You can walk the cobblestone paths, admire the coastal landscape of the Finnish capital, have a picnic by the water, go for a swim, check out the museums, watch crisscrossing ferries and sailboats, or visit the various cafés and restaurants.
We’ve gathered a quick list of Suomenlinna trivia to whet your appetite.
Did you know?
- The island receives 700,000 visitors every year. It is home to six museums and the seat of the Finnish Naval Academy. Its strategic geographical position means that it sometimes used to be known as Gibraltar of the North.
- Suomenlinna has about 850 registered inhabitants, and several hundred other people work there throughout the year. Eight kilometres of walls surround its buildings and barracks. The embankments contain more than 100 cannons, recalling the times when the place was a defense outpost.
- The fortress of Suomenlinna forms one of Finland’s seven Unesco World Heritage Sites. (The others are Old Rauma, Petäjävesi Old Church, the Verla Groundwood and Board Mill, the Sammallahdenmäki Bronze Age Burial Site, part of the Struve Geodetic Arc and the Kvarken Archipelago.)
- The fortress was used as a prison after the Civil War that afflicted Finland in 1918, in which the right-wing Finns (Whites) eventually defeated the pro-Communists (Reds). More than 8,000 prisoners were held within its walls in lamentable conditions. Around 1,500 of them died, either executed or unable to survive the harsh circumstances. At the end of that year, a general pardon freed the remaining prisoners.

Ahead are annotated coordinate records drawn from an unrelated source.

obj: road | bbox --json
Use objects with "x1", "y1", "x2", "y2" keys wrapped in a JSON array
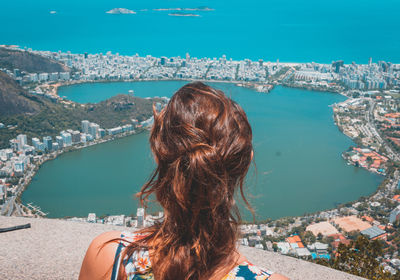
[{"x1": 366, "y1": 100, "x2": 400, "y2": 161}]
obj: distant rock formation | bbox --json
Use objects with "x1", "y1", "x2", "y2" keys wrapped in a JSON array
[
  {"x1": 106, "y1": 8, "x2": 136, "y2": 15},
  {"x1": 168, "y1": 12, "x2": 200, "y2": 17},
  {"x1": 153, "y1": 6, "x2": 214, "y2": 12}
]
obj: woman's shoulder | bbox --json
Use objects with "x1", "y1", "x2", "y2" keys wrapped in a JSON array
[
  {"x1": 223, "y1": 261, "x2": 288, "y2": 280},
  {"x1": 79, "y1": 231, "x2": 142, "y2": 280}
]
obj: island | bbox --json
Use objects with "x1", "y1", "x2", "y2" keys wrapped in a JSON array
[
  {"x1": 153, "y1": 6, "x2": 214, "y2": 12},
  {"x1": 168, "y1": 12, "x2": 200, "y2": 17},
  {"x1": 106, "y1": 8, "x2": 136, "y2": 15}
]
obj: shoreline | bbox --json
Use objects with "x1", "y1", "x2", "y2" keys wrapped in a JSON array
[{"x1": 14, "y1": 79, "x2": 394, "y2": 223}]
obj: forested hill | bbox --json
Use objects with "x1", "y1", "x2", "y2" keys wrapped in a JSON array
[
  {"x1": 0, "y1": 91, "x2": 164, "y2": 149},
  {"x1": 0, "y1": 47, "x2": 70, "y2": 73},
  {"x1": 0, "y1": 71, "x2": 40, "y2": 116}
]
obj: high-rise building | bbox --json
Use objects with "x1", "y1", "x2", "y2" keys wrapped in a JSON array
[
  {"x1": 160, "y1": 56, "x2": 167, "y2": 66},
  {"x1": 332, "y1": 60, "x2": 344, "y2": 73},
  {"x1": 9, "y1": 138, "x2": 19, "y2": 151},
  {"x1": 43, "y1": 136, "x2": 53, "y2": 152},
  {"x1": 81, "y1": 120, "x2": 90, "y2": 133},
  {"x1": 32, "y1": 137, "x2": 40, "y2": 149},
  {"x1": 60, "y1": 131, "x2": 72, "y2": 147},
  {"x1": 136, "y1": 208, "x2": 144, "y2": 227},
  {"x1": 17, "y1": 134, "x2": 28, "y2": 150},
  {"x1": 56, "y1": 135, "x2": 64, "y2": 149},
  {"x1": 71, "y1": 130, "x2": 81, "y2": 144},
  {"x1": 89, "y1": 123, "x2": 100, "y2": 139}
]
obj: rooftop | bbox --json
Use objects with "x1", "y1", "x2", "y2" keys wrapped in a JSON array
[{"x1": 0, "y1": 216, "x2": 363, "y2": 280}]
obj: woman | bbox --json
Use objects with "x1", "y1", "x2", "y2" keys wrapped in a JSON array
[{"x1": 79, "y1": 82, "x2": 287, "y2": 280}]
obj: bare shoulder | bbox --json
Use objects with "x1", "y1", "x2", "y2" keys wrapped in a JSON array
[
  {"x1": 268, "y1": 273, "x2": 289, "y2": 280},
  {"x1": 79, "y1": 231, "x2": 121, "y2": 280}
]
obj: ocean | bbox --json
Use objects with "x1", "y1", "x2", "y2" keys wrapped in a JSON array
[
  {"x1": 22, "y1": 81, "x2": 383, "y2": 220},
  {"x1": 0, "y1": 0, "x2": 400, "y2": 63}
]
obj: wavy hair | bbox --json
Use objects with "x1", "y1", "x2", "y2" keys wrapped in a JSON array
[{"x1": 119, "y1": 82, "x2": 254, "y2": 280}]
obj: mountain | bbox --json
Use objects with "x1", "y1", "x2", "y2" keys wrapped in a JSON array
[
  {"x1": 0, "y1": 72, "x2": 165, "y2": 149},
  {"x1": 0, "y1": 48, "x2": 71, "y2": 73},
  {"x1": 0, "y1": 71, "x2": 41, "y2": 116}
]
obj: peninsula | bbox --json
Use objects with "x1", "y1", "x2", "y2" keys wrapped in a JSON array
[{"x1": 0, "y1": 45, "x2": 400, "y2": 279}]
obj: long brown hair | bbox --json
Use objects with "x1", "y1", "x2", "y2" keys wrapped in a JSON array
[{"x1": 119, "y1": 82, "x2": 253, "y2": 280}]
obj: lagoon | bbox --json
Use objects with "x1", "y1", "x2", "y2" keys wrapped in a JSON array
[{"x1": 22, "y1": 81, "x2": 383, "y2": 219}]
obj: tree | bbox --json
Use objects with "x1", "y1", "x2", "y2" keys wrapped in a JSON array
[{"x1": 332, "y1": 235, "x2": 391, "y2": 279}]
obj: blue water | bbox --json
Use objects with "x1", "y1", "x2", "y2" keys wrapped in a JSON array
[
  {"x1": 22, "y1": 81, "x2": 382, "y2": 220},
  {"x1": 0, "y1": 0, "x2": 400, "y2": 63}
]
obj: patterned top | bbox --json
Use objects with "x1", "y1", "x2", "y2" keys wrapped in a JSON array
[{"x1": 111, "y1": 232, "x2": 273, "y2": 280}]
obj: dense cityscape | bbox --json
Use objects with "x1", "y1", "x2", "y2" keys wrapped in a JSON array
[{"x1": 0, "y1": 46, "x2": 400, "y2": 275}]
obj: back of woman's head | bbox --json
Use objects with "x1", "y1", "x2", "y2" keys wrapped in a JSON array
[{"x1": 130, "y1": 82, "x2": 252, "y2": 279}]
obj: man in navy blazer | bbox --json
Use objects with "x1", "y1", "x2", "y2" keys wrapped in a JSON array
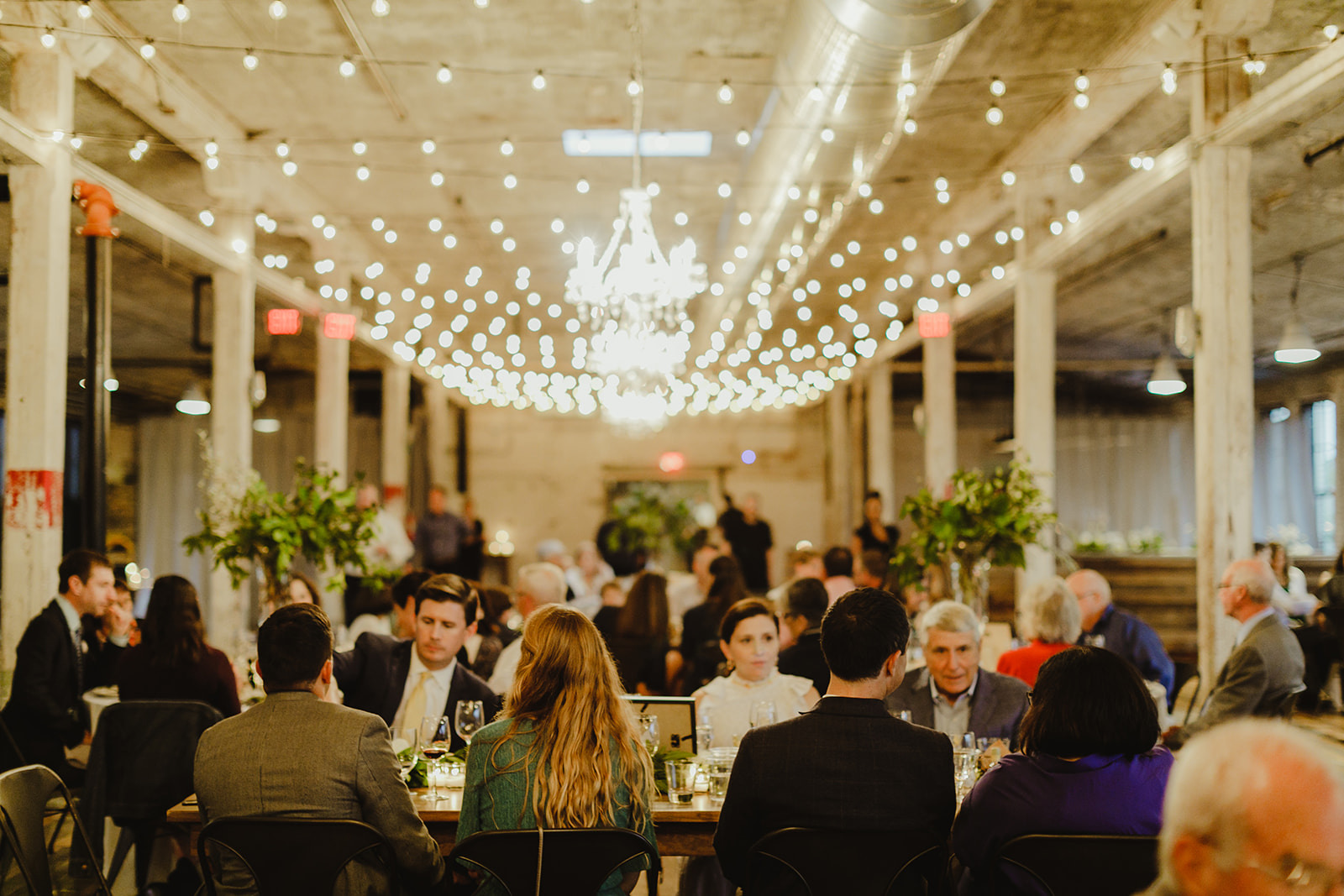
[
  {"x1": 714, "y1": 589, "x2": 956, "y2": 892},
  {"x1": 0, "y1": 548, "x2": 132, "y2": 786},
  {"x1": 332, "y1": 574, "x2": 502, "y2": 751},
  {"x1": 887, "y1": 600, "x2": 1028, "y2": 741}
]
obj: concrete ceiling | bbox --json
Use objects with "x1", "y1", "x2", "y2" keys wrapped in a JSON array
[{"x1": 0, "y1": 0, "x2": 1344, "y2": 422}]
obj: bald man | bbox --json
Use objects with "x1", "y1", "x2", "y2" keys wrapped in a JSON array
[
  {"x1": 1066, "y1": 569, "x2": 1176, "y2": 708},
  {"x1": 1142, "y1": 719, "x2": 1344, "y2": 896},
  {"x1": 1165, "y1": 560, "x2": 1305, "y2": 747}
]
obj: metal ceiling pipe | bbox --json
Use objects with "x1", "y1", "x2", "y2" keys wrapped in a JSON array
[{"x1": 696, "y1": 0, "x2": 993, "y2": 351}]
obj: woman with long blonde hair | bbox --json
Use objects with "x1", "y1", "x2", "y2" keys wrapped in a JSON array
[{"x1": 457, "y1": 605, "x2": 657, "y2": 896}]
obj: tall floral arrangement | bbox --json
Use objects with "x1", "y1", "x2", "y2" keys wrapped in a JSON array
[
  {"x1": 891, "y1": 461, "x2": 1055, "y2": 610},
  {"x1": 183, "y1": 442, "x2": 375, "y2": 598}
]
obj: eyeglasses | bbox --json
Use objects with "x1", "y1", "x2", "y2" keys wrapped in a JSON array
[{"x1": 1245, "y1": 853, "x2": 1344, "y2": 894}]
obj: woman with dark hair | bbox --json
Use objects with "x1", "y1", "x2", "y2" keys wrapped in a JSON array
[
  {"x1": 593, "y1": 572, "x2": 668, "y2": 694},
  {"x1": 454, "y1": 605, "x2": 657, "y2": 896},
  {"x1": 679, "y1": 556, "x2": 748, "y2": 693},
  {"x1": 694, "y1": 598, "x2": 822, "y2": 747},
  {"x1": 952, "y1": 647, "x2": 1172, "y2": 893},
  {"x1": 117, "y1": 575, "x2": 239, "y2": 716}
]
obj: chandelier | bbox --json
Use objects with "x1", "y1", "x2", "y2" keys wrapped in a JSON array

- Fantasy author George R.R. Martin of the Song of Ice and Fire saga, the basis for internationally successful television series Game of Thrones, wrote a short story about the surrender of the fortress, published in 2007 in the collection Dreamsongs.
- Internationally known artists such as Finnish rock legends Hanoi Rocks and Franz Ferdinand have recorded at Suomenlinna’s Seawolf Studios.
- The last surviving Finnish submarine, Vesikko, which operated during the Second World War and sunk the Russian merchant shop Vyborg, is moored at Suomenlinna and is open to the public.